Matrimonio en el exilio
"De modo que una mañana -era el 1 de septiembre, un día festivo- fui al registro civil de Bath para inscribir mí boda. El funcionario aceptó los papeles y se mostró sumamente amable y solícito. Comprendió perfectamente, como todo el mundo en aquellos tiempos, nuestro deseo de acelerar los trámites en lo posible. La boda quedó fijada para el día siguiente; cogió la pluma y empezó a escribir nuestros nombres en el registro con letra redondilla.
En aquel momento -serían las once- se abrió de golpe la puerta de la habitación contigua. Irrumpió en la nuestra un funcionario joven que se ponía la chaqueta mientras caminaba.
-¡Los alemanes han invadido Polonia! ¡Es la guerra!-anunció a gritos en aquella sala silenciosa.
La noticia me golpeó el corazón como un martillazo. Pero el corazón de nuestra generación ya estaba acostumbrado a toda clase de golpes duros.
No necesariamente significa la guerra- dije yo, sinceramente convencido. Pero el funcionario por poco se enfadó conmigo.
-¡No!-gritó furioso-. ¡Ya basta! ¡No podemos tolerar que esto se repita cada seis meses! ¡Tiene que terminar!
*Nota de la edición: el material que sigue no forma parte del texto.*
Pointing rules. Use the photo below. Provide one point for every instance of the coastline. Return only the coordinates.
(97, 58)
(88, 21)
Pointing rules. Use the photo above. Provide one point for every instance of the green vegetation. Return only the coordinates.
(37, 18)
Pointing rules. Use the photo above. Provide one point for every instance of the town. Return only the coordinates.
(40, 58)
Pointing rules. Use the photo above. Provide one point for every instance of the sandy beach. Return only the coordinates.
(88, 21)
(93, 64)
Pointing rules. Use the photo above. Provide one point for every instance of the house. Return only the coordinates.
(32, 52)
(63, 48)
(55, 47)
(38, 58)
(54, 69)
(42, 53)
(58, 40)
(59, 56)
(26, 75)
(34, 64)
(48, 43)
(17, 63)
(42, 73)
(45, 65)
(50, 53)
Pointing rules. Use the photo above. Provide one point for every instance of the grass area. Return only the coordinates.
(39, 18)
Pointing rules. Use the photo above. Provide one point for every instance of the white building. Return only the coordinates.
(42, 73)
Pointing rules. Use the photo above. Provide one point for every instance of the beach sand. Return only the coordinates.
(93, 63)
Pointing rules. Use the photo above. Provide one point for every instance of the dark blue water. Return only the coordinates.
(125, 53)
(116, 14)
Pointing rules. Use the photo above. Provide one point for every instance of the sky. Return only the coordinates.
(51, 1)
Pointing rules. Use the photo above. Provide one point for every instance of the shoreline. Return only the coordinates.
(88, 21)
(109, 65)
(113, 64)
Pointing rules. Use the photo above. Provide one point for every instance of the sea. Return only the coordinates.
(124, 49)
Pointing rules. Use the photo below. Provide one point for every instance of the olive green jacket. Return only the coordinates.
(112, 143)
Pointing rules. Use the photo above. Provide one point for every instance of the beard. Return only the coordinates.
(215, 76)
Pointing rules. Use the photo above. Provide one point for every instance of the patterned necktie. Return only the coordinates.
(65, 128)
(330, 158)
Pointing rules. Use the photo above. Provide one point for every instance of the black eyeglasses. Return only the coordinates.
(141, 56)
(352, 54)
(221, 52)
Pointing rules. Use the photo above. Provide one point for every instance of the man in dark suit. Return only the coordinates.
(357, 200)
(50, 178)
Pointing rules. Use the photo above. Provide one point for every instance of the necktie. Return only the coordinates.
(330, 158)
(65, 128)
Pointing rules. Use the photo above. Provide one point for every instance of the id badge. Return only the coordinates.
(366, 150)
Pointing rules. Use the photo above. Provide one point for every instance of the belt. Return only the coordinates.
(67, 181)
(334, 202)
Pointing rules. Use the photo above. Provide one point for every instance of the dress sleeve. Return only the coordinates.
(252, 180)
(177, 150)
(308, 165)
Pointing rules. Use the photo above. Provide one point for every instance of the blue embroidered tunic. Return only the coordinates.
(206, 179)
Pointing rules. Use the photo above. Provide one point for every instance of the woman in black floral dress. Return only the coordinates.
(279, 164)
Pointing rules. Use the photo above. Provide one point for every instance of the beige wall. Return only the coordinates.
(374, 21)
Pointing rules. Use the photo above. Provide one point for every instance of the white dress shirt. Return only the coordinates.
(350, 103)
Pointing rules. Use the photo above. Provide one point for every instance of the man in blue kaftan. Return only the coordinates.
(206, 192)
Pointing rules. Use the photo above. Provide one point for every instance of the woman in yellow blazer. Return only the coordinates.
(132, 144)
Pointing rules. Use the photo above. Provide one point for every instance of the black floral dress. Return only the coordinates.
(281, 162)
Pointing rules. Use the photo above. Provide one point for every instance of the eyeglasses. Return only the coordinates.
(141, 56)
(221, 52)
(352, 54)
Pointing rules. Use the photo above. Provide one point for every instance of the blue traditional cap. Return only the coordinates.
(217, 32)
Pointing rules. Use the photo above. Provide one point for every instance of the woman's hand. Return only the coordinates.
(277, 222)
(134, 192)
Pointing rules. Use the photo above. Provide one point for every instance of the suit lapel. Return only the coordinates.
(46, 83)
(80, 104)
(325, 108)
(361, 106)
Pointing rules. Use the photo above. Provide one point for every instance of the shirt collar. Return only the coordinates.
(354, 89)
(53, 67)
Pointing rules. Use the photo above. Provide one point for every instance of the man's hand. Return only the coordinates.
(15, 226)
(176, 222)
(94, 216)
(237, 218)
Mientras tanto el otro funcionario, que había empezado a redactar nuestro certificado de matrimonio, dejó caer la pluma con ademán pensativo. Al fin y al cabo, debió de pensar, nosotros éramos extranjeros y, en caso de guerra, nos convertiríamos automáticamente en enemigos. No sabía si, dadas las circunstancias, era lícito permitirnos contraer matrimonio. Dijo que lo lamentaba, pero que prefería pedir instrucciones a Londres. Los dos días siguientes fueron días de espera, esperanza y miedo, dos días de terrible tensión. En la mañana del domingo la radio dio la noticia de que Inglaterra había declarado la guerra a Alemania."

Fragmentos  de El mundo de ayer, Stefan Zweig, ed. El Acantilado, Barcelona, 2002.